A related issue is that those various levels of government are notoriously reluctant to work together:
when it comes to piloting services and they have to work together it is ‘no, I don’t like to work with you’. Cooperation is very difficult. Cloud migration costs money and who’s paying that? The federal state is not. Those who have money are those who are a level down and thats maybe the right place to start. The public sector is not just buying one thing.
This leads Strick to a stark conclusion:
I believe we will never have a German cloud. We will have a community of German clouds. It might be easier in other nations, but in Germany it will never be like that.
Strick clearly looks to the UK G-Cloud’s approach to buying and selling cloud services via the new Digital Marketplace as an impressive achievement, but she adds:
When I look from Germany at G-Cloud and the model, the complaint is always 'How does this align with procurement legislation?'. You have to have open procurement.
G-Cloud's Singleton offers up an interesting revelation on that when he announces:
We’ve had some interest from Denmark about procuring through G-Cloud and we’re just looking at the legal implications, can we actually do it? It is important.
[G-Cloud] does also act as a platform for overseas buyers, including European buyers, to actually find out what’s available in the UK.
What we’d like to do is explore how the new Digital Marketplace that we’re building can become a commercial platform more for being across Europe.
The picture that emerges here is that the UK is clearly ahead in its public sector cloud thinking, while Germany is a laggard. In the middle, the Netherlands is putting the building blocks in place, but with a way to go.
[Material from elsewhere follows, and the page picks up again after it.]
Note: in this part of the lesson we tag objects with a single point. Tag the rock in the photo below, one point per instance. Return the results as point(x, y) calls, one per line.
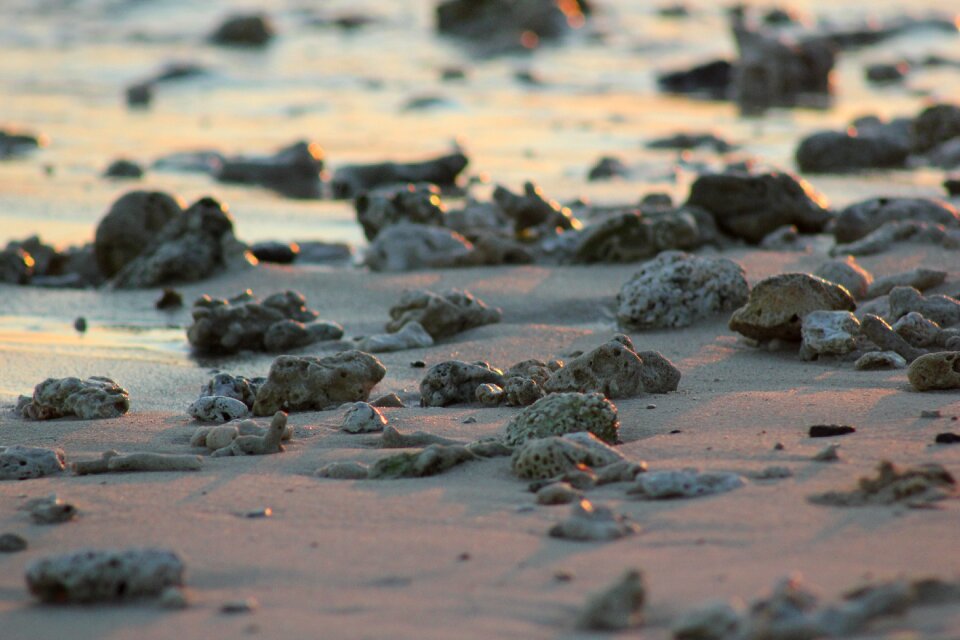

Certainly global research firm International Data Corporation (IDC) ranks the UK as "ahead of the curve" among European governments when it comes to cloud, noting that across Europe there is a general drive to increase public sector cloud adoption:
Over the past five or six years, western European governments have realised the potential benefits of cloud computing. Government CIOs we have spoken with are now looking at cloud to improve their ability to give access to applications and data from remote locations and multiple devices, as well as enhance scalability and elasticity to deal with peak workloads and cope with fast-growing demand for computing capacity.
So the question begged at this point is why won’t the European Commission follow in the footsteps of the likes of India, Australia and Canada and use the working and proven G-Cloud template as the basis of its thinking on pan-European cloud strategy?
Or is that too simple for the Eurocrats of Brussels?